Successful programs seem to embrace diverse cultures and geographies, too. The OneMBA has students visiting all the schools' regions as part of its curriculum. And Sloan educators did not just go into Shanghai and Beijing. They also went to Guandong and Yunnan provinces. Each region is culturally different, and that helped build better understanding of the people as a whole and the oncoming economic growth that Thurow had already envisioned, says White.
Since the Sloan-China collaboration began, about 300 Chinese faculty members have spent a semester at Sloan as international faculty fellows. Also, the program offers the China Lab, which pairs Sloan students with counterparts from Chinese schools. Together, they work in teams to offer consulting services to help Chinese firms address real problems they are facing.

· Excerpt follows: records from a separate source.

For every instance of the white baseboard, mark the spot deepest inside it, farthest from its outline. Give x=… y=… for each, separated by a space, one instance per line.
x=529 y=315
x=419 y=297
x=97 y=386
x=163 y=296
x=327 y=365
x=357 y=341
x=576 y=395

Sloan faculty also conducts research related to China and its economy. Chinese leaders and professors are most helpful, says White, in providing access to data and information related to the studies. In addition, they often invite Sloan deans to be members of advisory boards and to participate in conferences.
Finally, Sloan also runs courses for Chinese companies. In those instances, company executives might come to Sloan's campus or the American faculty may travel to China and host the program there.
Establishing a presence abroad
Similarly, Yale School of Management, venture capital/private equity firm Sequoia China, and Yale Center Beijing (YCB) launched a partnership in 2016. The goal is to "groom China's next generation of business leaders by providing insights into both Chinese and global entrepreneurship and business practices," according to Yale News.
So far, the program has graduated 44 participants, which include founders and CEOs of startups within the Sequoia fold. Yale faculty and global executives teach the courses. The YCB is a 16,500 square foot space in the Chaoyang District in Beijing.
"By leveraging Yale's wealth of resources as a global research university and its historically strong ties to China, the center aims to further constructive dialogue about pressing issues and the forthright exchange of ideas and knowledge among decision makers and thought leaders," according to the YCB website.
Clearly, Yale SOM and MIT Sloan have similar goals but different approaches. There's no right or wrong way to develop a relationship and distribute knowledge. Time will tell the effectiveness of each.
For now, Sloan has endurance on its side. Of course, the creation of its partnership with China did not come without some hiccups. The school decided early on that it would not allow Chinese entities to pay for the program, based on advice from Shirley Young, who has experience working with General Motors China. This was the right advice at the time, says White.
At the start, Sloan instead raised money for the initiatives in China through friends and alumni of the school. Now, the Chinese have become wealthier and the system of conducting business has changed, so they are paying their own way for programs, says White.
Although Chinese officials prohibit Sloan from teaching negotiations, because they believe it is up to the party in China to resolve such disputes, they encourage Sloan to teach the ways of the western economy. They want to understand how America and other western economies operate, adds White.
"This kind of partnership is important because our graduates are going to work in the international economy," says White. "Also, it's important to develop the cross-cultural relationship. The more you cross cultures, the more you learn."